Pedoman Wirid (Amalan) tanpa Petunjuk Guru (Mursyid) bagi Ibnu Athaillah
Jum, 13 Oktober 2017 | 02:05 WIB
Kita tidak perlu heran dengan perbedaan jenis wirid orang lain. Kita juga tidak perlu mempengaruhi apalagi merendahkan wirid orang lain. Perbedaan ini menunjukkan keragaman yang Allah SWT kehendaki sebagaimana disinggung oleh Syekh Ibnu Athaillah dalam hikmah berikut ini.
Artinya, “Jenis amalan tiap orang bermacam-macam seiring perbedaan inspirasi pada keadaan.”
Kita perlu sekali menjaga adab terhadap wirid orang lain.

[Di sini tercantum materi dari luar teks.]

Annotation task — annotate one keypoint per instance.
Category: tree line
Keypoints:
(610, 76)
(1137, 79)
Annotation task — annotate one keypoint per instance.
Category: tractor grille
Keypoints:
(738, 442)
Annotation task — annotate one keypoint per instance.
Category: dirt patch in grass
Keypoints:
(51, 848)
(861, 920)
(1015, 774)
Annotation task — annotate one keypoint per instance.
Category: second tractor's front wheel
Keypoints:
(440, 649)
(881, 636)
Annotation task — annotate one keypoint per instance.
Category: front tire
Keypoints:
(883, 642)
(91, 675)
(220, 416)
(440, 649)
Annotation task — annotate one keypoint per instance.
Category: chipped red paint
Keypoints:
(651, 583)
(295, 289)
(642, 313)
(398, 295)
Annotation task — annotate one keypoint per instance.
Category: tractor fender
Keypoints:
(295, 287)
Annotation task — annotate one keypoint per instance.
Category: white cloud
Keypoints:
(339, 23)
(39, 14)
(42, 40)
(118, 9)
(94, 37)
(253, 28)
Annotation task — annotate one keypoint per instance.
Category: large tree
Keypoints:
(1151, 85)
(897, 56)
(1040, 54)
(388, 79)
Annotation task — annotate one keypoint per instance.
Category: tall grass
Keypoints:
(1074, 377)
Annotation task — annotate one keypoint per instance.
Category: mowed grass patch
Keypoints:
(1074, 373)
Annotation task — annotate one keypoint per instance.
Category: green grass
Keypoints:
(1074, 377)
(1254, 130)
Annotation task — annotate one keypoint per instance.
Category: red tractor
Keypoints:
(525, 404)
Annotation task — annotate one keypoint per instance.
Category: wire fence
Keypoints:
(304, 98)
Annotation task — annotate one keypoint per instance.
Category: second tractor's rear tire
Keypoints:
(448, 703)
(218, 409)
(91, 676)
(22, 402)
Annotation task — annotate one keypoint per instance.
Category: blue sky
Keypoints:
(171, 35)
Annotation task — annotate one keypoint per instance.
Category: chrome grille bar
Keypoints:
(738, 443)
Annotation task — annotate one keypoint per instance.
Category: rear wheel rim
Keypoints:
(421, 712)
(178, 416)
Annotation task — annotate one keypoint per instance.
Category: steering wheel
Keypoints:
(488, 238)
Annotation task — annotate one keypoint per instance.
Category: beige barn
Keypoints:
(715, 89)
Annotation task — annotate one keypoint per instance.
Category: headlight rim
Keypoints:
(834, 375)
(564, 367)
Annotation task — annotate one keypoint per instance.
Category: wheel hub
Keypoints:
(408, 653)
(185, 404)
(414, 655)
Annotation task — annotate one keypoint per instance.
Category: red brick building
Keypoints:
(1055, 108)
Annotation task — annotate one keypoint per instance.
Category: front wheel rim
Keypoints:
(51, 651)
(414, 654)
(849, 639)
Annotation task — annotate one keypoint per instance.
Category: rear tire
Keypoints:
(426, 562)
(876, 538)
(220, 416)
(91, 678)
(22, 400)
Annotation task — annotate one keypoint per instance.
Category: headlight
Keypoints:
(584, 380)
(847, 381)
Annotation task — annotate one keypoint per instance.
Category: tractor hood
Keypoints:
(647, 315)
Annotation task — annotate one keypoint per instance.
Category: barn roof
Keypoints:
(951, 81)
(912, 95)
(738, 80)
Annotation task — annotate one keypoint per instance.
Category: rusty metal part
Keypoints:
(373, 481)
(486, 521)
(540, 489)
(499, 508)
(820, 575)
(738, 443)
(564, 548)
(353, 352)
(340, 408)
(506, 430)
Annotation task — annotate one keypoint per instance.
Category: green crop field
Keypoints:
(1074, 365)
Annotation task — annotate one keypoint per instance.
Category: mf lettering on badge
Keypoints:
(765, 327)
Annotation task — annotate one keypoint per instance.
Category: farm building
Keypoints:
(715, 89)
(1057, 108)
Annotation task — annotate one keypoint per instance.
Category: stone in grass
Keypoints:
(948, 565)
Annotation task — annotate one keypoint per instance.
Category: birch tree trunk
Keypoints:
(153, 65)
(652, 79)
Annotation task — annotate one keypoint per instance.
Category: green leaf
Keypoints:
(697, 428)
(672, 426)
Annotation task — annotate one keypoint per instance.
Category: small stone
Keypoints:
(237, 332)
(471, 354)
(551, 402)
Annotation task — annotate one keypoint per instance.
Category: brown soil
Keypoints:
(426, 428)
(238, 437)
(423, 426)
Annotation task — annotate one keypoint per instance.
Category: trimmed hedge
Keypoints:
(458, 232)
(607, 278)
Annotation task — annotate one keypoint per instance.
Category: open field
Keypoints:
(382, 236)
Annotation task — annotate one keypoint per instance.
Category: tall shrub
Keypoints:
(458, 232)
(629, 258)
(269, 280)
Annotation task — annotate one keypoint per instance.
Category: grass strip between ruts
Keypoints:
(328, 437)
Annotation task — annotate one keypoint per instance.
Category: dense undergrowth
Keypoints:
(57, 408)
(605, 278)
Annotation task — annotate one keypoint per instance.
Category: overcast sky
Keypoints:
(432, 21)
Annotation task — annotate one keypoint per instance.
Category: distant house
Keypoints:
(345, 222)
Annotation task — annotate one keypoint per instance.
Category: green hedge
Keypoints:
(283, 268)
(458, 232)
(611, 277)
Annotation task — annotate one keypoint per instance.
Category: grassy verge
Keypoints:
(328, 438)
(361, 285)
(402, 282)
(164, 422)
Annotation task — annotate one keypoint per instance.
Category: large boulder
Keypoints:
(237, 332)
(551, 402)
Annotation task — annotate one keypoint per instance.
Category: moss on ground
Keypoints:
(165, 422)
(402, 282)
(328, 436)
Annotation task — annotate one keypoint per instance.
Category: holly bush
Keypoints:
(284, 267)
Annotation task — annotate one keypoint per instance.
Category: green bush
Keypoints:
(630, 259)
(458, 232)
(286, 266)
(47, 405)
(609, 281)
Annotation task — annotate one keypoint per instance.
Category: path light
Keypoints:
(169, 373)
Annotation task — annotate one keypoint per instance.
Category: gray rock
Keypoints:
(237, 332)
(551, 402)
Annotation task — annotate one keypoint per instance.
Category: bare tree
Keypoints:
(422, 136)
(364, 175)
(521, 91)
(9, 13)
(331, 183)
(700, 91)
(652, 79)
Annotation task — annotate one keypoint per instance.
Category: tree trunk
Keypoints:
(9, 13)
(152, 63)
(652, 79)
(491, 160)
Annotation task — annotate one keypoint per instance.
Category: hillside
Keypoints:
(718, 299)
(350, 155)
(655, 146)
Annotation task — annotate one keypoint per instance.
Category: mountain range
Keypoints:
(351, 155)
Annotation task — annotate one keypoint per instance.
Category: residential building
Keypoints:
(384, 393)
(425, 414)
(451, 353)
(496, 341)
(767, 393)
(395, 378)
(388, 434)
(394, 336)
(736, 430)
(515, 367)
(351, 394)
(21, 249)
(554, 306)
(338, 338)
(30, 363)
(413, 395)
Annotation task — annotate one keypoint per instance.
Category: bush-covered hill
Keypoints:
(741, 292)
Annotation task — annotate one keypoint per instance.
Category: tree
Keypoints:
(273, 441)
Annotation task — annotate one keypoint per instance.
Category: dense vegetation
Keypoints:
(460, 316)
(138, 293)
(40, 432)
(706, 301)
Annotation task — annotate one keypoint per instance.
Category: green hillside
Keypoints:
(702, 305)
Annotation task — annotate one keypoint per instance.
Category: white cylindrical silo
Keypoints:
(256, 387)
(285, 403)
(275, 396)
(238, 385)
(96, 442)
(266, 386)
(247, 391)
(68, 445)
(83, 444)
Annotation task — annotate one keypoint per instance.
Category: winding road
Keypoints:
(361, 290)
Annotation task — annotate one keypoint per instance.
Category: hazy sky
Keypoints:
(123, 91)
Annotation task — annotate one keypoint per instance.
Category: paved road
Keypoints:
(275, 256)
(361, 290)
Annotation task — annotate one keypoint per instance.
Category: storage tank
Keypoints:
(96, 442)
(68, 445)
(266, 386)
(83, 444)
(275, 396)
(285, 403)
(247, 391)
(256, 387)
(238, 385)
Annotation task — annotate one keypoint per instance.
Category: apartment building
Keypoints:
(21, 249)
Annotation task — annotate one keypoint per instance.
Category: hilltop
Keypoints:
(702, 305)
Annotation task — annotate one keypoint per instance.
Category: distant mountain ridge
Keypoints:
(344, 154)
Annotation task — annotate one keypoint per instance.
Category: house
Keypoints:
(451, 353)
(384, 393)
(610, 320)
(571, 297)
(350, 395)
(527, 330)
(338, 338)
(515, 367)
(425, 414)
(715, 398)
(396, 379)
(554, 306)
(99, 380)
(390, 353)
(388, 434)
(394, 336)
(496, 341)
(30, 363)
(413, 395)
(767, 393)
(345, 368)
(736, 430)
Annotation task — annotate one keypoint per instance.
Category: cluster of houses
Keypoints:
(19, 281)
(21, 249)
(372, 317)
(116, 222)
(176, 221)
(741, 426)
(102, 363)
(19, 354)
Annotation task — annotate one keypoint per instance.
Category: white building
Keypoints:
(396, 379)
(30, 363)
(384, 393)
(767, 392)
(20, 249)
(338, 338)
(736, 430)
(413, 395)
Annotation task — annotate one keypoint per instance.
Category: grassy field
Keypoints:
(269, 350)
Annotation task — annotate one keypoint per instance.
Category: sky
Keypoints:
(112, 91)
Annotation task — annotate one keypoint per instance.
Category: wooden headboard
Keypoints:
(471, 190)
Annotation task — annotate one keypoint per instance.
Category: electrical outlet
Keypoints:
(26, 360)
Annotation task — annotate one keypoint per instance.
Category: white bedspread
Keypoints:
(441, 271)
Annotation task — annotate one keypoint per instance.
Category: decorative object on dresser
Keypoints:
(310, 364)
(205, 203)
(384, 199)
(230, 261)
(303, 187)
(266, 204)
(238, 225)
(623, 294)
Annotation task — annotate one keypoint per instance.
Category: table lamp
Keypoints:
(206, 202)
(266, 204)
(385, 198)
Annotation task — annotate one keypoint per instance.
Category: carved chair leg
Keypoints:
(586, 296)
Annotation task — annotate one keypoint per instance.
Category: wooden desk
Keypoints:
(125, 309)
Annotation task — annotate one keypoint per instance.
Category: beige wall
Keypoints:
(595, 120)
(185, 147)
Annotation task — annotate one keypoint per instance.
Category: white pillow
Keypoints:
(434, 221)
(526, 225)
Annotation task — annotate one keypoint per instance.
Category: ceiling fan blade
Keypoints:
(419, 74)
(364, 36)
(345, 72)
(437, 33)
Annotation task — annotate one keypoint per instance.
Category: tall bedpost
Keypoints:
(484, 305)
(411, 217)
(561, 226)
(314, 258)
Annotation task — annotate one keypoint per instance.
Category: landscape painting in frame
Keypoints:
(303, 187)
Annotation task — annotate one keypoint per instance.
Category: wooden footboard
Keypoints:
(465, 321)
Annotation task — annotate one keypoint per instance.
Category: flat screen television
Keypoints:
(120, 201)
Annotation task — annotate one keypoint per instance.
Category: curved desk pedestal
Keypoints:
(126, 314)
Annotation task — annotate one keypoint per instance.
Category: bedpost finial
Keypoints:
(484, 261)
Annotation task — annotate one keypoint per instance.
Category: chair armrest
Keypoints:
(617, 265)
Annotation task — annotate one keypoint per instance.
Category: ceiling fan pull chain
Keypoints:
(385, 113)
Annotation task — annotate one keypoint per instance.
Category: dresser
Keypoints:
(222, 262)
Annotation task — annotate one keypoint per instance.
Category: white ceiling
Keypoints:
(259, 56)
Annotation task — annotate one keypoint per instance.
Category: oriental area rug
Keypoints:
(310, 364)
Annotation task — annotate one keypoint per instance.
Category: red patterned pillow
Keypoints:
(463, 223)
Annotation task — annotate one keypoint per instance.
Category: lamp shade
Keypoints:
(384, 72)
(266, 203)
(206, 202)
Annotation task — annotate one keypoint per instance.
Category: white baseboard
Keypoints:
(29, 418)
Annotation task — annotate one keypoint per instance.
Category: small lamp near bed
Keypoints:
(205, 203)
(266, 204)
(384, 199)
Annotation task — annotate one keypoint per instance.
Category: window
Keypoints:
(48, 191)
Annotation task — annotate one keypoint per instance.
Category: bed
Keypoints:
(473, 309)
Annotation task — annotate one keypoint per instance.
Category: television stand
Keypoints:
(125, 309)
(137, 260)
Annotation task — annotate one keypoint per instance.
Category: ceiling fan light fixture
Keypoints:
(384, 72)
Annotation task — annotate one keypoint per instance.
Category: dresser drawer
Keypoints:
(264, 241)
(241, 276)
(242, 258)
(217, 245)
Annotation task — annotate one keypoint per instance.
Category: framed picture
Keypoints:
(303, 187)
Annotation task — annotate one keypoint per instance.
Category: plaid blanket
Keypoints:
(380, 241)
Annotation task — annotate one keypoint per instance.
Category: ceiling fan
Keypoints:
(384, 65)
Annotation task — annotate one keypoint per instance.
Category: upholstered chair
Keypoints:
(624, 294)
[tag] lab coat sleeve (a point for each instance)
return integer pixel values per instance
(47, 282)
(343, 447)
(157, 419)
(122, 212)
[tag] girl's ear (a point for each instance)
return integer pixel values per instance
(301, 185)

Untuk sebagian orang, wirid ditentukan oleh guru mereka. Di sini kita harus menghargai wirid orang lain. Tetapi untuk sebagian orang, wirid ditentukan oleh suasana batin yang bersangkutan. Kita juga perlu menghargai wirid mereka yang didasarkan pada suasana batinnya sebagai dijelaskan Syekh Syarqawi berikut ini.
Artinya, “(Jenis amalan tiap orang) hamba-hamba Allah yang beramal (bermacam-macam seiring perbedaan inspirasi pada keadaan), yaitu inspirasi yang menghasilkan suasana-suasana tertentu di hati mereka yang menuntut kecenderungan mereka pada sebuah amalan atau wirid tertentu. Inspirasi itu kadang disebut juga keadaan sebagai nanti diterangkan, yaitu di mana kau menemukan sebagian murid menyibukkan diri dengan shalat sebagai wiridnya, sebagian lain sibuk mengamalkan puasa sebagai wiridnya, dan seterusnya. Sebab dari semua itu adalah perbedaan inspirasi ilahi kepada mereka yang menuntut kecenderungan si fulan untuk wirid ini, si fulan untuk wirid itu, dan seterusnya. Jika tidak dalam bimbingan salah seorang mursyid, seseorang seyogianya mengamalkan sebuah wirid tertentu sesuai kecenderungan inspirasinya. Tetapi mereka yang berada di bawah bimbingan seorang mursyid tidak boleh mengamalkan wirid tertentu tanpa izin dan kehendak mursyidnya,” (Lihat Syekh Syarqawi, Syarhul Hikam, Semarang, Maktabah Al-Munawwir, tanpa keterangan tahun, halaman 11).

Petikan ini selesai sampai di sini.